The girls chorused an enthusiastic "Yes," which included Miss Jenny Ann.
Captain Jules laughed. "Haven't you ever heard that it is dangerous to get an old sea dog started on his adventures? You never can tell when he will leave off," he teased, stroking Tania's black hair. "But I wouldn't be surprised if Tania would like to hear how once I was nearly swallowed whole, diving suit and all, by a giant shark. I was hunting for pearls in those days off the Philippine Islands. I had been tearing some shells from the side of a great rock when, of a sudden, I felt a strange presence before I saw anything. I might have known it was time to expect trouble, because the little fish that are usually floating about in the water had all disappeared. A creepy feeling came over me. I was cold as ice inside my diving suit. Then I turned and looked up. Just a few feet in front of me was a giant shark that seemed about twenty-five feet long. He was an evil monster. The upper part of his body was a dirty, dark green and his fins were black. You never saw a diving suit, did you? So you don't know that all the body is covered up but the hands. I tucked my hands under my breastplate in a hurry. It didn't seem to me that a pearl diver would be much good without any hands. Well, the great fish made a sweep with its tail, and in a jiffy he and I were face to face. I stood still for about a second. I held my breath, my heart pounding like a hammer. Nearer and nearer the monster came swimming toward me, with its shovel nose pointing directly at the glass that covered my face. I couldn't stand it. I threw up my hands. I yelled way down at the bottom of the sea with no one to hear me. There was a swirl of water, a cloud of mud, and my enemy vanished. He didn't like the noise any better than I liked him."

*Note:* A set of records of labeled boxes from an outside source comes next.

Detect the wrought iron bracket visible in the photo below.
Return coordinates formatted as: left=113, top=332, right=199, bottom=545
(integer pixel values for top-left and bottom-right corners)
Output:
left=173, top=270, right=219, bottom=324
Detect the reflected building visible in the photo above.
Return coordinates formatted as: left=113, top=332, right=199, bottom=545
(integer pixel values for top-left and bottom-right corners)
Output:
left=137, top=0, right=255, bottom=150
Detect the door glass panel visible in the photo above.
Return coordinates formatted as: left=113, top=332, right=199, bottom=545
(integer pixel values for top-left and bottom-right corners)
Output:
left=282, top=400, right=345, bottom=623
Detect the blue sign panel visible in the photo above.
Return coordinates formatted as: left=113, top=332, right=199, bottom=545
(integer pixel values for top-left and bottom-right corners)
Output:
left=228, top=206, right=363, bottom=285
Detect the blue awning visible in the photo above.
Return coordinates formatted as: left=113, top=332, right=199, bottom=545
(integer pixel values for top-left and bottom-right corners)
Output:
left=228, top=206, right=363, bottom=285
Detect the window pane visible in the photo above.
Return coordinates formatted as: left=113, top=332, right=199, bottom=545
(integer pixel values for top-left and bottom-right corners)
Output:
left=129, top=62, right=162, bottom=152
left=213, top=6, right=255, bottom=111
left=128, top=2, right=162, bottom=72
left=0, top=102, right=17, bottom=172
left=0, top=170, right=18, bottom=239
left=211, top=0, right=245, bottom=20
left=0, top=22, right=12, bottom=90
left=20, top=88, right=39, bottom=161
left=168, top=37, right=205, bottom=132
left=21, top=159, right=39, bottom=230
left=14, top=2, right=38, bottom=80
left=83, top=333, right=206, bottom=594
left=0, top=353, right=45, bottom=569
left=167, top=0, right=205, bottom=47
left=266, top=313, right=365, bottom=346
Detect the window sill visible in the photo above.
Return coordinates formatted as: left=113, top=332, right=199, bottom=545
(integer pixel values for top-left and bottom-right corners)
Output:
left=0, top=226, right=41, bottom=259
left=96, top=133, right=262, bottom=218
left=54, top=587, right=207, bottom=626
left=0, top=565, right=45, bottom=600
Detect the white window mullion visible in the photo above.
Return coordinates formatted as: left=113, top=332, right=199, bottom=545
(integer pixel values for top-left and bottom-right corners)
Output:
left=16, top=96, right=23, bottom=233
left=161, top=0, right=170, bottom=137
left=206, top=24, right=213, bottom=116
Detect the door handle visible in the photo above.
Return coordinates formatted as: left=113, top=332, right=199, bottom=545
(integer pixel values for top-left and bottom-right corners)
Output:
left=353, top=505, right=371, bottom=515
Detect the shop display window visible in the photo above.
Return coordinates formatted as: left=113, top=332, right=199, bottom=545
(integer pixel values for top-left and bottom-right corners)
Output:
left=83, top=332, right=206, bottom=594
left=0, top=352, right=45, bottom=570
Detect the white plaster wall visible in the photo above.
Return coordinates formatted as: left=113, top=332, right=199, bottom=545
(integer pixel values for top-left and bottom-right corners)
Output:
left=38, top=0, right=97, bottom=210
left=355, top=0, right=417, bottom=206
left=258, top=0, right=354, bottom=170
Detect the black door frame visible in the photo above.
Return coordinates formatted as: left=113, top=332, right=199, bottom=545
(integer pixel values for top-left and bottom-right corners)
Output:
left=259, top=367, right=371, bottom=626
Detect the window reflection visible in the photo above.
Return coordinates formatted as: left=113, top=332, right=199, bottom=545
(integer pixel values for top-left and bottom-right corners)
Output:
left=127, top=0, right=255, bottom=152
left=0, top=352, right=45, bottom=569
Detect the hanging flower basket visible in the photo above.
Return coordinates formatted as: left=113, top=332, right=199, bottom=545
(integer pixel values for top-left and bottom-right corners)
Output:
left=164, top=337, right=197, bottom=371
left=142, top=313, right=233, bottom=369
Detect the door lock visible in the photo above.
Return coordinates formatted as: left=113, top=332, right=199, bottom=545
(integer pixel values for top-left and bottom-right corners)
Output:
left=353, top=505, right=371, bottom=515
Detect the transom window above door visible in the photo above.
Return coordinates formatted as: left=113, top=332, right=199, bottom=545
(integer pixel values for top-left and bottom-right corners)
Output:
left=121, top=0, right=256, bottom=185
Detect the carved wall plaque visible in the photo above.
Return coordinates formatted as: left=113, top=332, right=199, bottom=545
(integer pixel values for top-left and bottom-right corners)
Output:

The girls breathed sighs of relief. The captain chuckled. "Oh, a diver is not in real danger from a shark," he went on, "his suit protects him. But there are plenty of other dangers. Maybe I'll tell you some of them at another time. Why, I declare, it is nearly sunset. You don't know it, children, but the bottom of the tropic sea has colors in it as beautiful as the lights in that sky. The sea-bottom, where the diver is apt to find pearl shells, is covered with all sorts of sea growths-sponges twelve feet high, coral cups like inverted mushrooms, sea-fans twenty feet broad."
As the old diver talked, the girls could see the magic coral wreaths, glowing rose color and crimson, the tall ferns and sea flowers that waved with the movement of the water as the earth flowers move to the stirring of the wind. And there in the land of the mermaids, hidden between wonderful shells of mother-of-pearl, lie the jewels that are the purest and most beautiful in the world.
Madge's chin was in her hands. She did not hear the old captain get up and say good-bye. She was wishing, with all her heart, that she, too, might go down to the bottom of the sea to view its treasures.
"Madge," Phil interrupted her reverie, "Captain Jules is going."
Madge put her soft, warm hands into the big man's hard, powerful ones. "Good-bye," she said gratefully. "There is something I wish to tell you, but I won't until another time."
Miss Jenny Ann stared thoughtfully after the giant figure as Captain Jules left the houseboat and strode up the shore in search of a small skiff to take him home.
"You girls have made an unusual friend," she said slowly to Madge. "In many ways Captain Jules is rough. He may be uneducated in the wisdom of schools and books, but he is a great man with a great heart."
Before Madge went to bed that night she wrote Tom Curtis. She told him how sorry they all were that he could not come at once to Cape May. She also described the day's adventures. She made as light of their accident as possible, but she ended her letter by asking Tom if he would not send her a book about pearl fishing.